1970年代後半から1980年代の前半にかけて販売されていました。加減算はそろばんで乗除算は電卓といった使い方や、電卓の計算結果が正しいかをそろばんで検算する、という使い方がされていたそうです。
「過渡的な存在」という説明文がついていますが、この「ソロカル」の存在をを笑えない人は、案外多くいるのではないでしょうか。
【事務の効率化の現場でも同じようなことが。。】
例えば「事務の効率化」プロジェクトでは、ある程度複雑な判断が必要な事務処理をシステムで自動化するというようなことがよくあります。この判断ロジックを組み込んだシステムを作ると、この「ソロカル」のような使い方を編み出すユーザさんが時々いました。

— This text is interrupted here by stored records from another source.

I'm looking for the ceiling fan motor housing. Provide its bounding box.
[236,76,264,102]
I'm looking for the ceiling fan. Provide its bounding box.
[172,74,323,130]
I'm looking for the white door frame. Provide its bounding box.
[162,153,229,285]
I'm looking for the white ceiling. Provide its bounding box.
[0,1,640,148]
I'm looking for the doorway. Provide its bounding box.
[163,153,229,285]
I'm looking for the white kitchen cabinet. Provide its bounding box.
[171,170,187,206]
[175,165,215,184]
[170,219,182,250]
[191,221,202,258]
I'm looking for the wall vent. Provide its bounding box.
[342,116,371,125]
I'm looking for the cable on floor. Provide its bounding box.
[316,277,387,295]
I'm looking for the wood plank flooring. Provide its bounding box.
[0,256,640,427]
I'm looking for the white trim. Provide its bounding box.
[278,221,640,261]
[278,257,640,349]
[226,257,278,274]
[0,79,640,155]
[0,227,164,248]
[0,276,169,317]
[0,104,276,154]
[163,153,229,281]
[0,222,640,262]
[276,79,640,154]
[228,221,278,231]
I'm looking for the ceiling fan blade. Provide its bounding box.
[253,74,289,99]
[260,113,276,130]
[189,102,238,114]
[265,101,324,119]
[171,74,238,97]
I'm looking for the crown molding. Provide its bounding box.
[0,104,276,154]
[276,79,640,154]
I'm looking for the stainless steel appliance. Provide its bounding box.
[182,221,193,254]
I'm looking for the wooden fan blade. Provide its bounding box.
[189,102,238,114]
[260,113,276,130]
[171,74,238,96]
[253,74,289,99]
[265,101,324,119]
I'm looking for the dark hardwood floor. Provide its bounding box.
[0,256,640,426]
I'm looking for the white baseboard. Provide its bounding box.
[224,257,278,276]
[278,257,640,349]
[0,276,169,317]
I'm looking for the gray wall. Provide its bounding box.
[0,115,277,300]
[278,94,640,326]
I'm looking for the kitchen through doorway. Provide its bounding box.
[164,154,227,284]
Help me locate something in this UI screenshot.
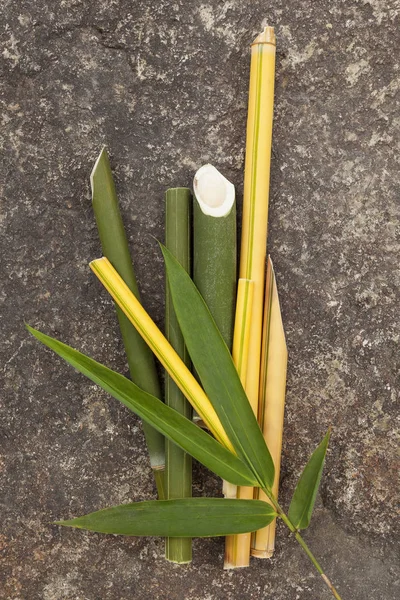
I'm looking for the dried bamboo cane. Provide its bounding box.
[251,257,287,558]
[223,279,254,569]
[231,27,275,567]
[165,188,192,564]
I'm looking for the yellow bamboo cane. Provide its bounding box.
[229,27,275,568]
[90,257,234,452]
[223,279,254,569]
[251,257,287,558]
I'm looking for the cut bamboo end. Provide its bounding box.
[251,550,274,558]
[193,164,235,217]
[193,165,237,351]
[90,257,235,453]
[251,257,287,558]
[251,25,276,46]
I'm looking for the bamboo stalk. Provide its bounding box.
[165,188,192,564]
[90,257,235,454]
[193,164,237,427]
[90,148,165,499]
[251,257,287,558]
[223,279,254,569]
[231,27,276,568]
[193,165,237,350]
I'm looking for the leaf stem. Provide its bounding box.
[263,488,342,600]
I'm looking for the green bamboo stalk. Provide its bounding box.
[90,148,165,499]
[165,188,192,564]
[193,165,237,351]
[193,164,237,427]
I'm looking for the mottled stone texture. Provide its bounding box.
[0,0,400,600]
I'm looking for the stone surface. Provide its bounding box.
[0,0,400,600]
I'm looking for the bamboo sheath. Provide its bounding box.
[90,148,165,499]
[251,257,287,558]
[165,188,192,564]
[230,27,275,567]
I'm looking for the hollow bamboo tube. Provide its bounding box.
[230,27,275,568]
[223,279,254,569]
[251,257,287,558]
[165,188,192,564]
[193,164,237,427]
[90,148,165,499]
[193,165,237,351]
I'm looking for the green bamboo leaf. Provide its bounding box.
[288,429,331,529]
[57,498,276,537]
[160,244,275,488]
[27,325,257,485]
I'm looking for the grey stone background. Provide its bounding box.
[0,0,400,600]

事務システムというものは、人間がその場その場で個人的に判断してきた一見ばらばらな事務処理を要素分解して構造化し、コンピュータが判断できるように徹底的にデータベースやアルゴリズムを考え、ロジックを組み込み、1000ものテストケースを作って検証をして、本番稼働にこぎつけます。このように作られた事務システムは、本番稼働を迎えたらよほどイレギュラーなデータが出てこない限り、処理を間違えることはありえません。
それでも、このタイプのユーザさんは、システムの判断結果が正しいかどうかを、毎回手作業で確かめる仕事を日常業務に追加してしまうのです。もともとの目的であった「効率化」はいつの間にかどこかにいってしまいます。そろばんで電卓の検算をする人と、まったく同じ行動パターンです。
【成功体験が大きいほど、変わることが難しくなる】
過去の成功事例にしがみつくタイプの人も、同種の行動パターンを持っています。
ビジネスパーソンにとって成功体験というのは、案外やっかいなものです。仕事に自信を付けるために成功体験は不可欠なものとされていますし、何かをやり遂げたという経験がビジネスパーソンとしての成長につながることも確かです。けれど、成功体験によって得られた成功事例を先々のプロジェクトでそのまま使おうとすると必ずといっていいほど失敗します。
保守的な企業でよく使われる「ノウハウの横展開」という手法で失敗するのは、この成功体験に固執しているケースがほとんどです。成功体験が大きければ大きいほど、それが正しいと信じてしまいがちですが、物事は常に内外の環境変化にさらされています。たとえ同業他社であっても、経営戦略も、人材の構成や予算規模も何もかもが異なっていて当たり前です。
確かに、同業他社なら似たような課題が発生し、似たような手段で対応できるように見えることも多くあります。特に部分最適であれば、手っ取り早く先行事例を導入すれば解決しそうに見えたりするものです。けれど、実際にその先行事例を導入しようとすると、あちらこちらにひずみができ、うまくはまらず、結局は膨大な時間とお金をかけて大幅にカスタマイズをすることになります。
【強いものではなく、変化できるのもが生き残る】
新しい技術やシステムを適切に受け入れること、自分の信じる方法を時に手放すこと。いずれも環境の変化に適応するといういわば生存競争に勝つために必要な行動パターンです。
「激しい環境変化の中で競争力を保つには、企業変革の重要性を認識し、大胆な戦略を打ち出し、スピーディに行動しなくてはならない。現状を見極め、迅速に意思決定を下せる、過去の成功体験にとらわれずに変化を受け入れる度量の広さを持つリーダーの存在が不可欠。」(MBAマネジメントブックより)
これは「リーダーの資質」という項の記述なのですが、リーダーに限って必要なものではなく、どんなビジネスパーソンにも必要なスタンスではないでしょうか。
いわゆる自然淘汰・適者生存という法則は、必ずしも強いものが勝つのではなく、環境の変化に適応して、変化できるものが生き残るようにできています。ビジネスの世界でも間違いなく当てはまる法則です。